Dr. Cakey said:
An interesting take on things, Cake Doctor, but you imposed a generality on me. I don't believe that ninjas are often assassins in black. There may have been some, but those are what drive the kinds of tropes that inevitably lead to Dr. McNinja, so you know it can't be the norm.
Many of the historical ninja were peasants, oftentimes such people who can't afford a sword and thus improvise with what they've got. The notion of the silent killer comes from the idea that...in war time if nowhere else...peasants did not care HOW they dispatched a samurai, who is built for a stand-up fight. Peasants are not warriors. They just want the enemy dead. What lead to the black-clad figures was likely misinformation and tall tales to give others a degree of concern and to look for the wrong thing.
The idea that the farmer, the butcher, the common worker...would do things in a shouty manner is preposterous, because he (or she) would DIE. A little truth-in-tale from Rurouni Kenshin is that most commoners weren't even
allowed to own a sword even if they could buy one. It was a higher-class thing. No sword means no easy way to deflect those keen-cutting blades, so a stand-up fight is out of the question most of the time. Killing silently isn't just better. It's required as a survival trait!
Naruto doesn't follow this.

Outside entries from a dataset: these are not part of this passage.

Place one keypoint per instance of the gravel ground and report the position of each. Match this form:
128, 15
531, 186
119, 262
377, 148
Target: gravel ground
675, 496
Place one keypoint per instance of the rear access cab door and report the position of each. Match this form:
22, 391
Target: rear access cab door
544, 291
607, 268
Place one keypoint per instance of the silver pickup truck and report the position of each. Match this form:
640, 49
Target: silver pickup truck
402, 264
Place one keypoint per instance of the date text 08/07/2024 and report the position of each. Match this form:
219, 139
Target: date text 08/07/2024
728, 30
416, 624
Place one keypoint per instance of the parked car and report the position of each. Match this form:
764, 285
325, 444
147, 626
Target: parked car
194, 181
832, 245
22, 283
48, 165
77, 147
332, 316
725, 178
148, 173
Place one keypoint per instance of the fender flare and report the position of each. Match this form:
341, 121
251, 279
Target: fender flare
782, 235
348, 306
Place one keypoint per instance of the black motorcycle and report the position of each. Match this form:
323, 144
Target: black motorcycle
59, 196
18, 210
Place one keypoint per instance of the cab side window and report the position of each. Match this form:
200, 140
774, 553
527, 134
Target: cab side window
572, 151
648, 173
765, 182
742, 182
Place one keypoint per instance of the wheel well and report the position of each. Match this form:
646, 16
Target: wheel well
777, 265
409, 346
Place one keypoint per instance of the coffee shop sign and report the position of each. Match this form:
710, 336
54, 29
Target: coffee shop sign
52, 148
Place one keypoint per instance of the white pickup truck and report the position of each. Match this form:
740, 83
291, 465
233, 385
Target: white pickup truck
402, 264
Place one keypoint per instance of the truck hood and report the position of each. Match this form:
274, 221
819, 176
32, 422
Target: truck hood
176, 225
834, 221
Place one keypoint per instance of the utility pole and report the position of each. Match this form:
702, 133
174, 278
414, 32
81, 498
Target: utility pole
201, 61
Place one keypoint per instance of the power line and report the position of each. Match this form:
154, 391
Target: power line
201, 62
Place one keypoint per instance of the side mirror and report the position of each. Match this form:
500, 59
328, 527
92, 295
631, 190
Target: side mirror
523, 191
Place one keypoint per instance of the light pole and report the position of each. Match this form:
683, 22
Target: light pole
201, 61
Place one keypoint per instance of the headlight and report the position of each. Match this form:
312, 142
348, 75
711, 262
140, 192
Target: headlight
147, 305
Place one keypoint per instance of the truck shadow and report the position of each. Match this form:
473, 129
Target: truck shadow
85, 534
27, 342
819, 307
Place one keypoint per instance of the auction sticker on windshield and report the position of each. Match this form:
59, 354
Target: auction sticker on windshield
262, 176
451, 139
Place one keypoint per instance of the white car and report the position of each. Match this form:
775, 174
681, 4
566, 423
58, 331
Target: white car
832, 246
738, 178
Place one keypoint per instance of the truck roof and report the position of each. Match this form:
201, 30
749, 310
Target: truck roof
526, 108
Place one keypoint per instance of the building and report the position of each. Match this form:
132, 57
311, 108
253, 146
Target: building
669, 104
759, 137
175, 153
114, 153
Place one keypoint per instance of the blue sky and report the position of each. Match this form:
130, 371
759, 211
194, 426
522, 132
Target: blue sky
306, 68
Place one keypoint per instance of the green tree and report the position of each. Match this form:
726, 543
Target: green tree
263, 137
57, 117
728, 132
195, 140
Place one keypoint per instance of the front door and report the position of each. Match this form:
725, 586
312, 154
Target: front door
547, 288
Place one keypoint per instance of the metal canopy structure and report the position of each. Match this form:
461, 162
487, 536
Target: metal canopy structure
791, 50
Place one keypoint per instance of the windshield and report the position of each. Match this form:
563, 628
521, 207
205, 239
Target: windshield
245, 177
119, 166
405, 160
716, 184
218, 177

If anything, it's suppose to take after Japanese legends and the romantic notion of the ninja itself, not the historical ones. The thing about that, though, is that it doesn't fit the romanticism either. I can't really think of any sort of ninja - fictional or non-fictional - that acts like any of these people. Bruce Lee is quieter, and he outright beats the crap out of everyone! (Though, he had several cases of sneaking around and using disguises effectively in movies.)
I didn't make the comment idly. I meant it. And if someone from Japan who knows history better than I do (probably alot) would like to step forward, I'll gladly discuss it, but in the meantime I have to stick with my guns on this one.